Je n’ai pas trop ce problème ici, mais à la Blogothèque, toutes proportions gardées, c’est impressionnant le nombre de mails que nous pouvons recevoir nous engageant à écouter des morceaux de ska-hardcore, de teenage-emo, de chanteurs-belges-à-texte, de musique folklorique bretonne, etc., pour en faire l’article… si par miracle nous tombions sous le charme. Des gens qui n’ont jamais lu plus de trois lignes de notre site, mais à qui on a dit que nous étions « influents ». C’est la star-académisation du monde ; peu importe d’être talentueux ou d’avoir quelque chose à proposer : il est nettement plus important de faire parler de soi. Après tout, cela permet de gagner de l’argent sans faire d’études…

Le billet de Versac vient en écho de celui de Laurent « Embruns » à propos d’un totor d’école de commerce nommé Julien Veillon qui le spamme à coup de ces phrases indignes d’un collégien qui passent pour le champ sémantique du « sympa » dans le business de la com’, et ce pour l’encourager à relayer un « buzz » quelconque. Le nom de famille du monsieur a été retiré du billet initial au motif qu’il ne serait que le bouc émissaire de toute une « profession » (« engeance » serait un mot mieux choisi), mais cela me fait essentiellement penser à ces cyclistes pris en flagrant délit de dopage dont la seule défense consiste à clamer que tout le monde le fait et que leur exposition publique serait d’une tendancieuse injustice.

Au collège, weblog d’un enseignant en Seine-Saint-Denis.

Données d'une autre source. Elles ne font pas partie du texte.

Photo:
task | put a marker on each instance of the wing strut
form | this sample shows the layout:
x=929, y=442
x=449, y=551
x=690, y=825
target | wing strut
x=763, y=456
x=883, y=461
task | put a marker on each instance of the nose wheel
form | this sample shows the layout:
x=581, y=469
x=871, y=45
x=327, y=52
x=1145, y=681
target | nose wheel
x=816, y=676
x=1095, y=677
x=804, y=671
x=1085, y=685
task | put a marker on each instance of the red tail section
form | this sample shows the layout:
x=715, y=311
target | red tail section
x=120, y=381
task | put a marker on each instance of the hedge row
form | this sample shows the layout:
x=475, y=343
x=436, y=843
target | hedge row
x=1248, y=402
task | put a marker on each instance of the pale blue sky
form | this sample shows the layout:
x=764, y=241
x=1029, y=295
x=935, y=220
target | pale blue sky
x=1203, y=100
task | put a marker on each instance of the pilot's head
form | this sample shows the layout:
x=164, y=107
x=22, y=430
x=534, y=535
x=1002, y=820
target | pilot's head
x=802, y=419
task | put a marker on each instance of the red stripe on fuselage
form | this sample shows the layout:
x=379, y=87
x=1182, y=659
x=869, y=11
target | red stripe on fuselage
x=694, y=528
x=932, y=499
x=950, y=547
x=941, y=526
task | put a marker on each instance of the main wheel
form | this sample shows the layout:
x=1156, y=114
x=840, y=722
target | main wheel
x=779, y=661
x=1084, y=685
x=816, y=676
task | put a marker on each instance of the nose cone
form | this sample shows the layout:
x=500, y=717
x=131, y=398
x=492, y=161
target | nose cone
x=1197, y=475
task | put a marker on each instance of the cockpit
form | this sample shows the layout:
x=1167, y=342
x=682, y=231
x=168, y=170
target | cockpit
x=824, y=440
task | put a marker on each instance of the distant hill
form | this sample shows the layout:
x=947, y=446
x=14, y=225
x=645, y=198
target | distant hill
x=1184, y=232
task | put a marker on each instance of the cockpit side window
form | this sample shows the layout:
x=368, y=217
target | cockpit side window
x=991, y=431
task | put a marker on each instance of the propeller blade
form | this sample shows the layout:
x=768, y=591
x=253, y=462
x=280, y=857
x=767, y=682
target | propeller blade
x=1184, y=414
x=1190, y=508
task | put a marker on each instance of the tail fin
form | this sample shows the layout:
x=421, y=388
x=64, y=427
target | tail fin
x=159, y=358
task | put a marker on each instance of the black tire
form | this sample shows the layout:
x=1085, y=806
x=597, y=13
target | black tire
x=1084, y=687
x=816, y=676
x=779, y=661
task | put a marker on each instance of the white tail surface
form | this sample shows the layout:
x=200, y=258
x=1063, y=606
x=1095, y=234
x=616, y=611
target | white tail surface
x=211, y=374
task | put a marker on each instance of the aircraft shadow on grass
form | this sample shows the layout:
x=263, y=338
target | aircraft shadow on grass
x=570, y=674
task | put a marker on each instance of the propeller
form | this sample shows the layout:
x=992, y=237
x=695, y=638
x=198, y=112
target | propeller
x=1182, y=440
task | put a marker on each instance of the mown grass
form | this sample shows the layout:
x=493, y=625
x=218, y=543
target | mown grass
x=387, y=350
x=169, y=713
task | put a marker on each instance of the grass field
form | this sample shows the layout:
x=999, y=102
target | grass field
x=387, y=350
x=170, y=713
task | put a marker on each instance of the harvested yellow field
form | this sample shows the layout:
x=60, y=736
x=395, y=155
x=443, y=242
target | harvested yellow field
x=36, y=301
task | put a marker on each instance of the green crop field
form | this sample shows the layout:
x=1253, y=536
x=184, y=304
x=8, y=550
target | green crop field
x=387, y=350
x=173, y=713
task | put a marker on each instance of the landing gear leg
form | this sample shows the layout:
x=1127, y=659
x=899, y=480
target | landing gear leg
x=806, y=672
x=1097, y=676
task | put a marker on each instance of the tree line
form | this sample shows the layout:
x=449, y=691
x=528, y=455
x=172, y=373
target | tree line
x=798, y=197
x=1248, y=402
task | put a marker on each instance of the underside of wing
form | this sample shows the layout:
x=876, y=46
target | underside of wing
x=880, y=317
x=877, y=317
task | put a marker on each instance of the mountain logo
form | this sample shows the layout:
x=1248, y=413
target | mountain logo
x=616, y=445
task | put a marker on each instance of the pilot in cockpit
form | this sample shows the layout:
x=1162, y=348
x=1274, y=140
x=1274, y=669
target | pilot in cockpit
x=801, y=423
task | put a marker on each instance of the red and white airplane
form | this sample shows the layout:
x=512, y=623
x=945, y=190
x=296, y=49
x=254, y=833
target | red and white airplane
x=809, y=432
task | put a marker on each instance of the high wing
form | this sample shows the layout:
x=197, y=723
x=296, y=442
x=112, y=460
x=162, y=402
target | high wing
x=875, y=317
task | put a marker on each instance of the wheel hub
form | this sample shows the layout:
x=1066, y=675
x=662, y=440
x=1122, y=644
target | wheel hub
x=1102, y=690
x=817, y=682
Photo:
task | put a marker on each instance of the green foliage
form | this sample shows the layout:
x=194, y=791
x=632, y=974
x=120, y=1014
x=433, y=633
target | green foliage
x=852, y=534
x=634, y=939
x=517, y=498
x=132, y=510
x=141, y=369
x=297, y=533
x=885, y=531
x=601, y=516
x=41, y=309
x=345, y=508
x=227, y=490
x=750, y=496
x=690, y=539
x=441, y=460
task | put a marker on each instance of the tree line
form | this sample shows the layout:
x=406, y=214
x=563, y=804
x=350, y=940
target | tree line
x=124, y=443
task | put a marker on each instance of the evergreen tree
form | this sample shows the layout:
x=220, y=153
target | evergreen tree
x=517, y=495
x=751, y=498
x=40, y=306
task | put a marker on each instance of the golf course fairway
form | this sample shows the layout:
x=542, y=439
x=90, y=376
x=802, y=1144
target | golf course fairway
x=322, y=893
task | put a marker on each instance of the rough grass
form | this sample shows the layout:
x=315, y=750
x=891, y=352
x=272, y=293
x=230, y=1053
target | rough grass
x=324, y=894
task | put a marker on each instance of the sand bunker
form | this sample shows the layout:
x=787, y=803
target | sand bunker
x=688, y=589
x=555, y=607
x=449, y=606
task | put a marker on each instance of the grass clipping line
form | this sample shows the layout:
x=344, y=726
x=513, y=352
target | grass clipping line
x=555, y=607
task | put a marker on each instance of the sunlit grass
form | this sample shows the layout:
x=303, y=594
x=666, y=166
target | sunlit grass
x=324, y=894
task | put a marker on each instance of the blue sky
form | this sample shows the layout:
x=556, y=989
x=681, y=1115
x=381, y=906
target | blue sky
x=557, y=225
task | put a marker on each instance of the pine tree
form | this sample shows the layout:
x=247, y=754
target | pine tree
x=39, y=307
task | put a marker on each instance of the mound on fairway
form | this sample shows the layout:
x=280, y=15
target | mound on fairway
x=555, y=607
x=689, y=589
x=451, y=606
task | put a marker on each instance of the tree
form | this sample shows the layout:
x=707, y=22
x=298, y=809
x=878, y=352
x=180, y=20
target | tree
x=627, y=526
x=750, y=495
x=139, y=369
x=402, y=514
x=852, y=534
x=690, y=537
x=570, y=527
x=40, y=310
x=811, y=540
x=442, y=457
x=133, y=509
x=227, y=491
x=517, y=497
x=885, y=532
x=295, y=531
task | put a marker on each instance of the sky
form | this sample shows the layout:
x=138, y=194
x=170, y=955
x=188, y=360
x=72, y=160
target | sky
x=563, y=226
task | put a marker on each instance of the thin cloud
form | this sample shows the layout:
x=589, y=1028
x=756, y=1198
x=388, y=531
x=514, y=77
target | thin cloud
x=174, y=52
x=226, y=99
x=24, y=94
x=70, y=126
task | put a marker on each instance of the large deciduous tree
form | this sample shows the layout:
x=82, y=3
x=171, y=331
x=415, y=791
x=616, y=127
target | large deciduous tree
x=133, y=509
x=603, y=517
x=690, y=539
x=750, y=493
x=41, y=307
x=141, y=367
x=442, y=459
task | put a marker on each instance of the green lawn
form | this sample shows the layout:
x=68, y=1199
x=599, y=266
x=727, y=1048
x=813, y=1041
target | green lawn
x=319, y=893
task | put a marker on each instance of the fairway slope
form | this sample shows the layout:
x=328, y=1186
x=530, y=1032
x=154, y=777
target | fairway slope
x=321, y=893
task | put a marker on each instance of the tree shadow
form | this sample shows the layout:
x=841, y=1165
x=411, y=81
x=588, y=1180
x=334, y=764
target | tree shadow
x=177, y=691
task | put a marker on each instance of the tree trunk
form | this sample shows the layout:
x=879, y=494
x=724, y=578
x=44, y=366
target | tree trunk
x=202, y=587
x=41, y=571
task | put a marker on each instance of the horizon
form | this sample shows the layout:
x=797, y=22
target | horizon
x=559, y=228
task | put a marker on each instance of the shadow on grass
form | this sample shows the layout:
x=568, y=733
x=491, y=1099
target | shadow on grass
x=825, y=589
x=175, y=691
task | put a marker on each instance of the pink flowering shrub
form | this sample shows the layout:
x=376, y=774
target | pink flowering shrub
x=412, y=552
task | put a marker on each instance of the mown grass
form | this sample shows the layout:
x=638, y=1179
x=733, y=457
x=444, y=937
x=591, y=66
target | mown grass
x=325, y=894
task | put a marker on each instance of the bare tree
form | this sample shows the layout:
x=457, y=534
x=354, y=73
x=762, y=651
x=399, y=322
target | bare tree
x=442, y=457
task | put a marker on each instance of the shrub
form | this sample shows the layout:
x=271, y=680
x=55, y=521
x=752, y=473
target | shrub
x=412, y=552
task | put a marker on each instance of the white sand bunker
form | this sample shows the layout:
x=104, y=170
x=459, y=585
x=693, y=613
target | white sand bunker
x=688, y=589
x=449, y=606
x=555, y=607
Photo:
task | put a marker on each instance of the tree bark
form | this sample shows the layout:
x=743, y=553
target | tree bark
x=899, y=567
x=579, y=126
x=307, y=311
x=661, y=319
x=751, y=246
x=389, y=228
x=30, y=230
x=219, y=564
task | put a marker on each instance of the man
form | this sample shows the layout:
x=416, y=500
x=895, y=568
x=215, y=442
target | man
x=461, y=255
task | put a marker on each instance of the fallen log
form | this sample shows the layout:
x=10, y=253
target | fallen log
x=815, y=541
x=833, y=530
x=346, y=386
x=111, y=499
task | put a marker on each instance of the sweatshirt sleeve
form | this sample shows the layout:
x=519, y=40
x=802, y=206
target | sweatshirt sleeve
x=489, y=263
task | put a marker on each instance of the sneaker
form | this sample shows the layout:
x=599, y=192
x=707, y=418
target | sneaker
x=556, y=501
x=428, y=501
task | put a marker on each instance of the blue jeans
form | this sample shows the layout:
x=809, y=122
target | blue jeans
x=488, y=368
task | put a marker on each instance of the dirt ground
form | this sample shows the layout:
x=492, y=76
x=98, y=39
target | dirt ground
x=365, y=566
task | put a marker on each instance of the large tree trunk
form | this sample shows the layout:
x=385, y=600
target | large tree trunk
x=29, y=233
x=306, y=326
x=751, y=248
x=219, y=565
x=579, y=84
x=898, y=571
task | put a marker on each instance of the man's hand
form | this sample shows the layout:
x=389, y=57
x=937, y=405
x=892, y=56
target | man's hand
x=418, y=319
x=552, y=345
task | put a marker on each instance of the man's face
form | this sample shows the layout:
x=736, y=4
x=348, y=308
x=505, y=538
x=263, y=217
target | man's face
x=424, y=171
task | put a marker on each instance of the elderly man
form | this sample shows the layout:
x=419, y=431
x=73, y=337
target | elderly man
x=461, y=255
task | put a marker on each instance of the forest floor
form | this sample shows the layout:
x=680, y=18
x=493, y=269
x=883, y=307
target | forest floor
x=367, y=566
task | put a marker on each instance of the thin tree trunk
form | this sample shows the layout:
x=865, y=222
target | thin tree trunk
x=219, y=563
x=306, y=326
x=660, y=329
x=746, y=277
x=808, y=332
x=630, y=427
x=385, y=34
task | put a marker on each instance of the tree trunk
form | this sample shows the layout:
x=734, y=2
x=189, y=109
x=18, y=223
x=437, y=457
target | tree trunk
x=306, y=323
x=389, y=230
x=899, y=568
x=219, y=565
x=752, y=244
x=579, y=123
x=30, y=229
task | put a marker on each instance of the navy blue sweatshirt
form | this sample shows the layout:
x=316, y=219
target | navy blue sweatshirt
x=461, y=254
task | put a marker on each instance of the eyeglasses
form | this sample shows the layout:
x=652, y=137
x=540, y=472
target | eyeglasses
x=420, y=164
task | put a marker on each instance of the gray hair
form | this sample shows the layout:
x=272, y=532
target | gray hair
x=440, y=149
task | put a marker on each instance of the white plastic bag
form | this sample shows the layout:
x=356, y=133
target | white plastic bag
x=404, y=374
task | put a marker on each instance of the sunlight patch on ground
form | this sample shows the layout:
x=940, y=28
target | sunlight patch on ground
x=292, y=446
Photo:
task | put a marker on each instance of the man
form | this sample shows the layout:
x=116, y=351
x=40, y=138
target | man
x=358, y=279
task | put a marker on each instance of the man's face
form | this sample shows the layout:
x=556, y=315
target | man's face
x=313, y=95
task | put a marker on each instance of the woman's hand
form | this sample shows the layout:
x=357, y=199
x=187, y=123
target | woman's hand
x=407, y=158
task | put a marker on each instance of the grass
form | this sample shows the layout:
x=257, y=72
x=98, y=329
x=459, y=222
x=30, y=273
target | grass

Faute de pouvoir expliquer dans leur complexité les tenants et les aboutissants d’un évènement historique, nous risquons, nous professeurs, de devoir nous en tenir à exalter une figure héroïque totalement décontextualisée. Guy Môquet quittera le domaine de l’histoire et des faits pour devenir une espèce d’abstraction exemplaire — un objet susceptible, comme le prouvent ses mésaventures actuelles, de toutes les manipulations, à commencer par celle qui l’amènera directement à l’insignifiance la plus complète.
(…)
Franchement, ce genre de simplification ne figure pas parmi mes pratiques pédagogiques préférées, et elle m’apparaît même dangereuse et malhonnête ; car sans tomber dans le relativisme, je ne crois pas que la tâche de l’école soit de panthéoniser telle ou telle figure dans l’esprit de ses élèves, de les inviter à suivre tel ou tel héros. Je ne suis pas un professeur de morale. Je suis un professeur d’histoire. J’enseigne, j’essaie d’enseigner, la complexité du réel.

Et aussi :

Plus tard, j’ai passionnément aimé le latin. Cette langue morte depuis 1500 ans, qu’écrivaient encore quelques moines du Vatican, ressemblait à un code secret dont la clé se trouvait dans d’interminables tableaux de déclinaisons. Hic, haec, hoc. Hunc, hanc, hoc. Hujus, hujus, hujus. Huic huic huic. Hoc hac hoc. Beauté raide et hoquetante de ces incantations magiques. En m’échinant sur les périodes de Cicéron ou de Salluste, je n’éprouvais aucun sentiment d’inutilité ; il me semblait au contraire que mes efforts finiraient par me faire accéder à un sens que ne bornait ni la langue latine ni l’histoire romaine, mais qui portait au-delà, dans une métaphysique.
Plus tard encore, après le bac, j’ai perdu cette rigueur, j’ai négligé d’entretenir ma mémoire, et je le regrette. Mais je crois que tout ce que ces efforts de jeunesse ont laissé en moi est bon.